Can data from spreadsheets be preserved forever?

The Danish National Archives has established an international collaboration to address the issue of long-term preservation of spreadsheets.


Preserving data from spreadsheets

Today, an image format is used for the long-term preservation of spreadsheets. Using an image format makes it difficult to extract and reuse data. Therefore, a number of archives in Europe, as well as the Open Preservation Foundation, are working to find solutions to this problem.

Preserving governments’ original data from spreadsheets is an international challenge.
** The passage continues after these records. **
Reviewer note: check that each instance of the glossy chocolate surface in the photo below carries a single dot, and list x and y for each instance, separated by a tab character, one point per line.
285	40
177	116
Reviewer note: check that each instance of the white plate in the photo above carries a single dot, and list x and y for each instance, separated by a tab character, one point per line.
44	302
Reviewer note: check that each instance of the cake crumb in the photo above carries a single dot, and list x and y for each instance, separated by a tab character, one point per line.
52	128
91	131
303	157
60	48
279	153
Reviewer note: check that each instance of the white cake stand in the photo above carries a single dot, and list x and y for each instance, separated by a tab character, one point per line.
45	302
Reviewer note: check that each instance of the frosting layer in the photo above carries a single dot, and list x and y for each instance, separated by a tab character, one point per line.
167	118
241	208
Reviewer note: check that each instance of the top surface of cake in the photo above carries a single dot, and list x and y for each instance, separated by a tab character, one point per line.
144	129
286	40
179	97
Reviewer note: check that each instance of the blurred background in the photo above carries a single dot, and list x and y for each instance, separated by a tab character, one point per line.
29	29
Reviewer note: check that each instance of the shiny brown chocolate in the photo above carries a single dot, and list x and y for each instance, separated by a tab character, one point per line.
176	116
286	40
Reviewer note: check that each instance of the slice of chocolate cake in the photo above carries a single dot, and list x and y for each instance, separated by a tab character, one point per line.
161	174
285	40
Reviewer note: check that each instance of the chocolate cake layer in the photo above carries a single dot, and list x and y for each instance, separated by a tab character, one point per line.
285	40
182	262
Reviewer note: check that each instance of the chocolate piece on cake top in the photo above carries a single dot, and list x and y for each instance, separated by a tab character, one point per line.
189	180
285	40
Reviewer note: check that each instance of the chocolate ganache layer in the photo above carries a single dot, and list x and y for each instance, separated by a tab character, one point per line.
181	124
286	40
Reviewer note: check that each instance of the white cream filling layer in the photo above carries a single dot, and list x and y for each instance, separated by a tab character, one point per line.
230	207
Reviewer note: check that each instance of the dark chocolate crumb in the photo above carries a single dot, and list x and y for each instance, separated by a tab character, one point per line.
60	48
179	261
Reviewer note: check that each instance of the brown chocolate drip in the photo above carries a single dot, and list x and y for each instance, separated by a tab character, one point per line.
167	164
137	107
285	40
It has consequences for both research and historical analysis when data cannot be properly extracted and reused.

International collaboration

Converting data into a spreadsheet format ensures high data quality but it’s an uncertain method for long-term preservation.

The TIFF format, which the Danish National Archives currently uses as a preservation format, is a secure format for long-term preservation. However, reuse is cumbersome because data is saved as an image format and therefore needs to be OCR-processed for reuse.

To address this dilemma, the Danish National Archives has established a collaboration with the international membership organization for digital preservation, the Open Preservation Foundation, as well as the National Archives of the Netherlands and Estonia to find a solution that works internationally.

Making a difference in data quality

The Danish Archivist General Morten Ellegaard states:

“Denmark is at the forefront of this international collaboration, which aims to solve the challenges of preserving data in spreadsheets. The collaboration is a great example of how we can collectively develop our capabilities to archive digitally created data and ensure that data is not lost or altered. It can help make a difference in the quality of data for the future and for various purposes, including research.”

The international collaborative group will work to create a new standard for preserving spreadsheets in the OpenDocument Spreadsheets file format. The finished product will be released as open source on GitHub by the end of the year.

Julie Allen, the director of the Open Preservation Foundation, looks forward to the outcome:

“We are really happy with this cooperation and the results that it will achieve. It supports our mission as a global not-for-profit membership organisation, working to advance shared standards and solutions for the long-term preservation of digital content.”